Bacon’s Novum Organon, his manifesto for a new philosophy of scientific method, relies on laws derived from observation and investigation, “the evidence of the senses” (Ayn Rand). "Nature, to be commanded, must be obeyed." Bacon originally conceived his revolutionary work in six parts, of which only the first and second parts, the De augmentiis scientiarum (1623, a greatly expanded version of the Advancement of learning) and the Novum organum were completed. Bacon's aim was to lay an entirely new foundation for science, "neither leaping to unproved general principles in the manner of the ancient philosophers nor heaping up unrelated facts in the manner of the 'empirics'" (DSBI).


“The writings of Lord Bacon, and especially the “Novum Organum,” possess a fourfold interest: They have a direct bearing upon the history of philosophy, literature, logic, and physical science; and whatever estimate we may form of their influence upon each of these branches of knowledge, we think that few will fail to admit that Bacon threw a bridge over that vast and deep gulf which separates the ancient from the modern modes of thought, and directly opened a way to our present philosophy and science” (G.F. Rodwell, Bacon’s Novum Organum).


Bacon “insisted on experiment in determining truth in nature and the Novum is a proposed method for the assessment of all knowledge.
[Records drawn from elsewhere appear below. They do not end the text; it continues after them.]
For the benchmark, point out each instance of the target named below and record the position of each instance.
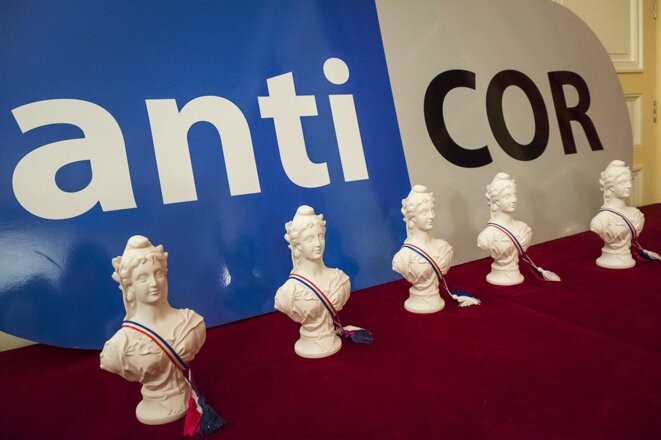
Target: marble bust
(306, 235)
(615, 219)
(141, 272)
(419, 213)
(501, 197)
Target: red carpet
(580, 359)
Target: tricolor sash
(355, 334)
(464, 299)
(640, 254)
(200, 416)
(546, 275)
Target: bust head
(141, 264)
(501, 194)
(305, 234)
(418, 209)
(615, 181)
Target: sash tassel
(201, 418)
(640, 254)
(354, 334)
(543, 274)
(464, 299)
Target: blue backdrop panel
(227, 253)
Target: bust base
(615, 261)
(424, 304)
(312, 348)
(504, 278)
(153, 412)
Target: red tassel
(193, 416)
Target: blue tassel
(461, 293)
(464, 299)
(210, 421)
(358, 335)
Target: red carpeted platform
(580, 359)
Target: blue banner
(202, 125)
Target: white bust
(615, 183)
(142, 276)
(501, 197)
(419, 212)
(306, 235)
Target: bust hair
(304, 219)
(418, 196)
(500, 183)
The accumulation of observation and fact must be the basis of a new philosophy and not the authority of Aristotle or anyone else... Bacon’s inspiration led directly to the formation of the Royal Society” (Dibner 80), the oldest continuously existing scientific academy in the world. The Novum’s famous allegorical title page—with its evocative engraving of a ship in full sail passing through the Pillars of Hercules—refers to the work as the Instauratio Magna. The Philosophical Transactions of the Royal Society were soon to be filled with exactly the kind of "Histories," careful collections of experimental data, that Bacon here recommends. 
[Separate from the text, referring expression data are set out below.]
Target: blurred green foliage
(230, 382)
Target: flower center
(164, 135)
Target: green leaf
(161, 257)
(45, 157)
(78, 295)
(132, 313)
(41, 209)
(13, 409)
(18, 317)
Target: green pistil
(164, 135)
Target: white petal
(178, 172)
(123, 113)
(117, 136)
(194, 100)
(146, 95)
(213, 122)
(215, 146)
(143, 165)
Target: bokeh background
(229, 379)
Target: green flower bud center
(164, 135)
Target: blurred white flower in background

As usual, this copy is the second state, with leaf e3 canceled and reprinted on e4, errata added, and only printer John Bill present. Ownership inscription at head of title; 18th-century manuscript notes on both sides of initial blank; scarce underlining and marginal marks in the preface. From the library of the Irish classical scholar John Walker (17691833), with his ownership inscription at the head of the engraved title "John Walker, T.C.D." (retrospectively dated 1815), and with his manuscript notes in Latin about the book on both sides of the initial blank leaf. Walker entered Trinity College, Dublin, in January 1786, ascending by stages to Bachelor of Divinity in 1800. Inspired by the practice of the apostles and rejecting all later developments in church authority, Walker founded a group called the Church of God, known pejoratively as Separatists or Walkerites, and Walker was expelled from his fellowship at Trinity. He supported himself by lecturing and writing until the last year of his life, when Trinity College, Dublin, granted him a pension in amends for its earlier treatment of him.


Very infrequent scattered light foxing, with occasional marginal pinpoint wormholing, not affecting readability. Age-wear to contemporary calf boards, with a few cuts, wormholes on rear board. A desirable copy in extremely good condition of this landmark.